I am new to elastic search, so I am struggling a bit to find the optimal query for our data.
Imagine I want to match the following word "Handelsstandens Boldklub".
Currently, I'm using the following query:
{
query: {
bool: {
should: [
{
match: {
name: {
query: query, slop: 5, type: "phrase_prefix"
}
}
},
{
match: {
name: {
query: query,
fuzziness: "AUTO",
operator: "and"
}
}
}
]
}
}
}
It currently list the word if I am searching for "Hand", but if I search for "Handle" the word will no longer be listed as I did a typo. However if I reach to the end with "Handlesstandens" it will be listed again, as the fuzziness will catch the typo, but only when I have typed the whole word.

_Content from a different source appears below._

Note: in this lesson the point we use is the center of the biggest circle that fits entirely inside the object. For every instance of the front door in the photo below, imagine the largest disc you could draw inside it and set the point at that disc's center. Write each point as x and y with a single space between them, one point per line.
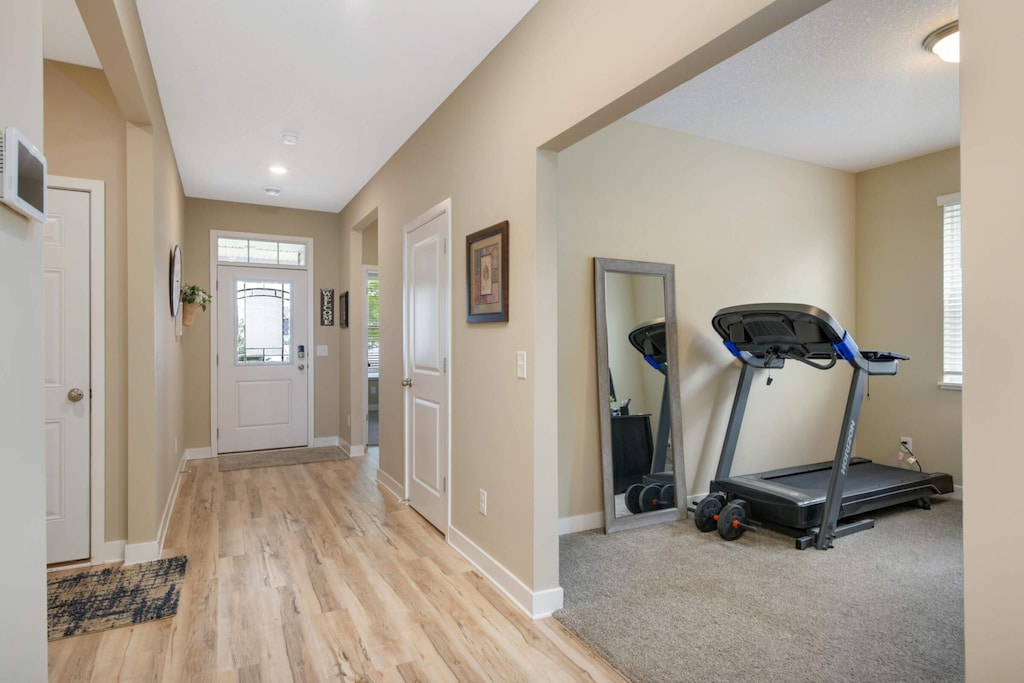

Is it somehow possible to do phrase_prefix and fuzziness at the same time? So in the above case, if I make a typo on the way, it will still list the word?

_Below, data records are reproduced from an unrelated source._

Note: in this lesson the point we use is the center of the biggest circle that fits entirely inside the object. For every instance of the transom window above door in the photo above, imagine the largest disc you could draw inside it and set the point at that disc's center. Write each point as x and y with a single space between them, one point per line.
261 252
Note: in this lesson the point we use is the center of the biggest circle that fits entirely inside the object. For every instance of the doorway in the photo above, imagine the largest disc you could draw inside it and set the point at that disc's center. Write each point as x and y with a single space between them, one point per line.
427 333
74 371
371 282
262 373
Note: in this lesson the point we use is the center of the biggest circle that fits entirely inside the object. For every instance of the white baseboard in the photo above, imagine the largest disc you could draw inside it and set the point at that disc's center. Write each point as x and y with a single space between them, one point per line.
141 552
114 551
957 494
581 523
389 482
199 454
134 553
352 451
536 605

So in this case, if I search for "Handle", it will still match the word "Handelsstandens Boldklub".
Or what other workarounds are there to achieve the above experience? I like the phrase_prefix matching as its also supports sloppy matching (hence I can search for "Boldklub han" and it will list the result)
Or can the above be achieved by using the completion suggester?

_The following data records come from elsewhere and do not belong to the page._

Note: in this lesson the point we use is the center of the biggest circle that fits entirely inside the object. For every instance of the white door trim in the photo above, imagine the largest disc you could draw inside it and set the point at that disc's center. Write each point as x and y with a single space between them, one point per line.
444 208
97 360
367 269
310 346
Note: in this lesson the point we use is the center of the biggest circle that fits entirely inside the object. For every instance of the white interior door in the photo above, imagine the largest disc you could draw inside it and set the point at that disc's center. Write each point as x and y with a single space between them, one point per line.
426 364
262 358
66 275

Okay, so after investigating elasticsearch even further, I came to the conclusion that I should use ngrams.
Here is a really good explaniation of what it does and how it works. https://qbox.io/blog/an-introduction-to-ngrams-in-elasticsearch
Here is the settings and mapping I used: (This is elasticsearch-rails syntax)
settings analysis: {
filter: {
ngram_filter: {
type: "ngram",
min_gram: "2",
max_gram: "20"
}
},
analyzer: {
ngram_analyzer: {
type: "custom",
tokenizer: "standard",
filter: ["lowercase", "ngram_filter"]
}
}
} do
mappings do
indexes :name, type: "string", analyzer: "ngram_analyzer"
indexes :country_id, type: "integer"
end
end
And the query: (This query actually search in two different indexes at the same time)
{
query: {
bool: {
should: [
{
bool: {
must: [
{ match: { "club.country_id": country.id } },
{ match: { name: query } }
]
}
},
{
bool: {
must: [
{ match: { country_id: country.id } },
{ match: { name: query } }
]
}
}
],
minimum_should_match: 1
}
}
}
But basically you should just do a match or multi match query, depending on how many fields you want to search in.
I hope someone find it helpful, as I was personally thinking to much in terms of fuzziness instead of ngrams (Didn't know about before). This led me in the wrong direction.